Tom Szaky: What’s really important is to be eyes wide open on the cost of compliance. Not just getting ready, but then also maintenance. So we have to now file with the Securities and Exchange Commission every six months. [At our maturity,] we have the capability and the muscle to do that. And enough of that $20 million could be allocated to compliance. And we have ambitions at some point to look at an IPO, and so we’re just one step from a compliance journey towards that. So for us, it made a lot of sense to do the compliance. But when I look at other companies, if they’re raising a small amount of money, in my mind, I’m like, “Wow, a big percent of that may end up on compliance that they’re not yet aware of.” And that compliance, by the way, never goes away. You don’t ever turn it off.

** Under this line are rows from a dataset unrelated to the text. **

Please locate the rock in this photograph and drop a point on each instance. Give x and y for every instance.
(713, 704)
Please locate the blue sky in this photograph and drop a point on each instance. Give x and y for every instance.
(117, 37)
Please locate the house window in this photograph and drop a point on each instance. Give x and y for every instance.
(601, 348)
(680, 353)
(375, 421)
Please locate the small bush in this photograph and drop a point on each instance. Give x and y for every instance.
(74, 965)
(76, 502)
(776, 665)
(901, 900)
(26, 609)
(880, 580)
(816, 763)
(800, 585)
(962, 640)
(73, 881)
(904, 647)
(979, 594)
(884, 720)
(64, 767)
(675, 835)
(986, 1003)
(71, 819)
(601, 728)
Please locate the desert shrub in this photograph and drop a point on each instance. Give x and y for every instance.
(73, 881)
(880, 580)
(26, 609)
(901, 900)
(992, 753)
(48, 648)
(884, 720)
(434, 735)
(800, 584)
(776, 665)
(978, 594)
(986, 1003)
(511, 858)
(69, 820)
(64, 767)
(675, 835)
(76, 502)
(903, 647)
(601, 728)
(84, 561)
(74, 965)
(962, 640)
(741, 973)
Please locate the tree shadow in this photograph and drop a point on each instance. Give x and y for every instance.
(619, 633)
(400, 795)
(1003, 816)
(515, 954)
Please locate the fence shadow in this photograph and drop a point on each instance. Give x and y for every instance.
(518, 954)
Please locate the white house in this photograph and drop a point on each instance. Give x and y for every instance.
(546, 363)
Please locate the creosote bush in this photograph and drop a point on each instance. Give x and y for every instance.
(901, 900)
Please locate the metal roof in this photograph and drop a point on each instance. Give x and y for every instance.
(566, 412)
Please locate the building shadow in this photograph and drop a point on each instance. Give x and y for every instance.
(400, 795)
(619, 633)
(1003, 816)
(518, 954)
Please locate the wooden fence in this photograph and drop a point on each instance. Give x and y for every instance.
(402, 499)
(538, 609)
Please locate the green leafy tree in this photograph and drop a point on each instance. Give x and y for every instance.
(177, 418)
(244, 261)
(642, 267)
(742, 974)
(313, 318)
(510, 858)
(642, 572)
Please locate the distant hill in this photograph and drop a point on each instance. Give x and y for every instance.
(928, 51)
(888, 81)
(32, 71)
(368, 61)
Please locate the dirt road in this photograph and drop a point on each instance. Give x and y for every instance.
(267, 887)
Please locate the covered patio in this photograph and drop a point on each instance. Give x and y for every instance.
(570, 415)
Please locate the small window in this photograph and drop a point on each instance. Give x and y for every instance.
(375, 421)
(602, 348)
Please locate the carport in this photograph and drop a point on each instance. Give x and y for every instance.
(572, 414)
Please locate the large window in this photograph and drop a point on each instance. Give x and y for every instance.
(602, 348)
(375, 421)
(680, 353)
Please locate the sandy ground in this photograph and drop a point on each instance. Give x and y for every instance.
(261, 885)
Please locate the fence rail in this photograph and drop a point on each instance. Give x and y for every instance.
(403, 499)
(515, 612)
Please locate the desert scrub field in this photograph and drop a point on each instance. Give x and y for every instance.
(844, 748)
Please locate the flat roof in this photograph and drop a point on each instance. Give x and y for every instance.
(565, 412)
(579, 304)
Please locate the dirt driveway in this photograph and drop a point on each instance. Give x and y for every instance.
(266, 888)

Senior Executive Media: You mentioned you’re prepping for an IPO. Tell us what that looks like.

Tom Szaky: The first question is when you’re big enough to be able to do that. This year, we’ll do about $75 million in revenue, and we’re healthy and profitable. So that’s getting to the bottom end of being reasonable for a NASDAQ-type listing. We want to make sure we have enough meat on our bones… Around $150 million in revenue is, I think, about the right time for us to do a serious consideration… But I think getting ready is about your systems, right? Legal, accounting… and compliance and governance.